MANILA, June 5 : The Philippine central bank said on Friday it will "take necessary actions" to bring inflation back to its target, after the annual pace of consumer price growth remained above its 3 per cent goal for a third straight month in May.Annual inflation unexpectedly slowed to 6.8 per cent in May from 7.2 per cent in April, largely due to slower increases in food and transport costs, the statistics agency said on Friday. Economists in a Reuters poll had expected May inflation to quicken to 7.5 per cent from the previous month's 7.2 per cent, while the central bank had set a forecast range of 7.1 per cent to 7.9 per cent."While the easing of inflation in May is encouraging, we recognize that price pressures remain elevated," Economic Planning Secretary Arsenio Balisacan said in a statement.

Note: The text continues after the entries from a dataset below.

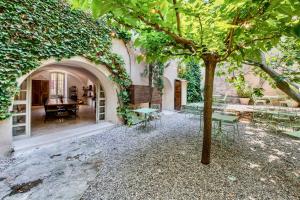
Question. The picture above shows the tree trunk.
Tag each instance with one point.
(150, 84)
(210, 66)
(281, 83)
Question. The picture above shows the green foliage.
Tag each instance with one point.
(37, 30)
(243, 90)
(192, 73)
(224, 27)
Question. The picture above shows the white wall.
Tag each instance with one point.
(221, 87)
(5, 137)
(136, 69)
(73, 79)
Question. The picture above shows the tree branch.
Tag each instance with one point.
(189, 44)
(177, 17)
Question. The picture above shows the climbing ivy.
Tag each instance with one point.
(36, 30)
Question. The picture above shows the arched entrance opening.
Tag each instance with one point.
(63, 95)
(168, 95)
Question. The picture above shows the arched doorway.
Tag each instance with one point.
(168, 95)
(104, 101)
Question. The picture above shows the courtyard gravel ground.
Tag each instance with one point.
(162, 163)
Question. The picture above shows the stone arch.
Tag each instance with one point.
(101, 72)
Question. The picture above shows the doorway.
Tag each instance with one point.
(79, 86)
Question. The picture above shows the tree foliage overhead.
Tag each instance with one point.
(213, 30)
(219, 26)
(36, 30)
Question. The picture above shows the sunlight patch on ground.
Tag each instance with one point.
(272, 158)
(254, 165)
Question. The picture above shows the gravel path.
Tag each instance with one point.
(164, 163)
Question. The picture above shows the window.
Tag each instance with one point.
(57, 84)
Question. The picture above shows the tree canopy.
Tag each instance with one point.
(213, 30)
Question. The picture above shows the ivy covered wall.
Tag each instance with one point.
(36, 30)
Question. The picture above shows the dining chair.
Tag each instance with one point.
(62, 112)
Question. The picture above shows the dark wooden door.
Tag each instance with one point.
(177, 96)
(40, 92)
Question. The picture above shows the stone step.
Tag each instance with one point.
(37, 141)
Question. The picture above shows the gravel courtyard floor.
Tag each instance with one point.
(162, 163)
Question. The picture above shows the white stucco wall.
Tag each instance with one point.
(221, 87)
(135, 69)
(5, 137)
(102, 74)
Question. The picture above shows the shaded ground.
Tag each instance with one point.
(163, 163)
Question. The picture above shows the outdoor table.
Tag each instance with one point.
(224, 118)
(146, 112)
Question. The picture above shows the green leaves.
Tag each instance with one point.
(36, 30)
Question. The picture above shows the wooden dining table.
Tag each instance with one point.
(60, 108)
(60, 102)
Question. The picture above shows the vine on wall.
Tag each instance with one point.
(36, 30)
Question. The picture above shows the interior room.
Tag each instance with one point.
(62, 97)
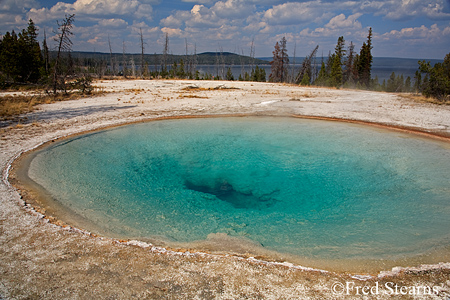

The slowdown in inflation comes ahead of the central bank's scheduled June 18 meeting, when it is expected to hike interest rates for the second time in a row after raising the benchmark rate by 25 basis points to 4.5 per cent in April to keep a lid on prices. "The BSP will take necessary actions to ensure inflation returns to its 3 per cent target, in keeping with its primary mandate to ensure price stability," the central bank said in a statement.The latest monthly inflation rate brought the average in the first five months of the year to 4.5 per cent.Core inflation, which excludes volatile food and energy prices, quickened to 4.1 per cent in May from 3.9 per cent in April.Government data showed that the transport price index fell to 16.2 per cent in May from the previous month's 21.4 per cent, with diesel and gasoline prices rising at a slower annual pace. Food inflation also fell, with prices increasing 5.8 per cent from a year earlier in May, compared to 6.1 per cent in April.